Si le titre de l’ouvrage de Mark Curran résonne comme la promesse d’une somme sur l’athéisme et la religion dans l’Europe des Lumières, il faut, pour mieux le saisir, lui rendre ses justes dimensions. D’une thèse de doctorat sur la réception des œuvres du baron d’Holbach au XVIIIe siècle, l’intérêt de l’auteur s’est finalement vite porté sur les réponses conservatrices et chrétiennes qu’elles ont suscitées. Celles-ci deviennent, au fil des huit chapitres du livre, le cœur de l’enquête. M. Curran y insiste sur l’importance de l’Église gallicane, d’une presse conservatrice, de penseurs chrétiens dont les textes apologétiques s’appuient sur la raison davantage que sur la révélation. Refusant de définir les Lumières comme un mouvement unifié, l’auteur s’inscrit dans une perspective sociale et culturelle sans renier tout à fait l’histoire intellectuelle. La thèse principale du livre vise à démontrer que les adversaires chrétiens du baron d’Holbach participaient tout autant des Lumières que son matérialisme radical, qu’ils combattaient. L’auteur s’inscrit ainsi dans la lignée des travaux de Didier Masseau, Olivier Ferret et Darrin McMahon, auxquels il reproche cependant l’emploi des termes « contre-philosophophes » et « anti-philosophes », et insiste sur la dynamique des controverses, qui implique un espace commun de débat.

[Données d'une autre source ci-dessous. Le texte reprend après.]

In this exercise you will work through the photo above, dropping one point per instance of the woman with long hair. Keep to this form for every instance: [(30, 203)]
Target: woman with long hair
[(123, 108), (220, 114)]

L’interrogation initiale de M. Curran vient de ce paradoxe soulevé par la lecture des travaux de Robert Darnton : pourquoi d’Holbach est-il si peu étudié malgré l’importance de ses ouvrages au XVIIIe siècle? Reprenant le corpus de R. Darnton et son travail sur les archives de la Société typographique de Neuchâtel (Stn), l’auteur s’intéresse aux 28 219 ouvrages interdits commandés à la Stn par les libraires français durant trente ans, jusqu’en 1789. Dans la perspective de défricher et d’ouvrir les archives de la Stn, il a construit avec Simon Burrows et d’autres collègues une base de données, The French Book Trade in Enlightenment Europe 1769-17941. Ajoutant à cela l’étude des réactions, dans la presse, à ces écrits, M. Curran en arrive très vite à une seconde interrogation: pourquoi les Lumières chrétiennes sont-elles encore moins étudiées que d’Holbach? Il concentre son attention sur le best-seller de d’Holbach, Le système de la nature, paru clandestinement en 1770 et qui entraîna une succession de réfutations. Voltaire et Frédéric II de Prusse s’y sont attelés, le Parlement et l’Église ont commandité des réponses au texte. C’est là tout l’intérêt de cet ouvrage : nous révéler, à travers la multiplicité et la diversité des réponses, tous les médias utilisés pour atteindre le public le plus large possible, remettant en cause au passage des idées reçues sur l’état de déchristianisation avancée de la sphère publique au XVIIIe siècle. Ainsi, la notoriété de Voltaire et Frédéric II n’empêche pas de constater que les réactions furent rares du côté des philosophes, quand, au contraire, les réponses chrétiennes furent plus nombreuses et innovantes qu’on ne le croit généralement. M. Curran analyse les différentes réactions à l’ouvrage de d’Holbach, chapitre par chapitre, afin de mieux saisir leur efficacité: les livres et pamphlets, les périodiques, les philosophes, les institutions et les répliques chrétiennes. Il nous amène à nous intéresser, à partir d’une étude sur la réception des œuvres de d’Holbach, à ceux qui l’ont [End Page 1079] combattu, qui apparaissent finalement dans tous les chapitres de son ouvrage et pas seulement dans des réfutations attendues.

Si...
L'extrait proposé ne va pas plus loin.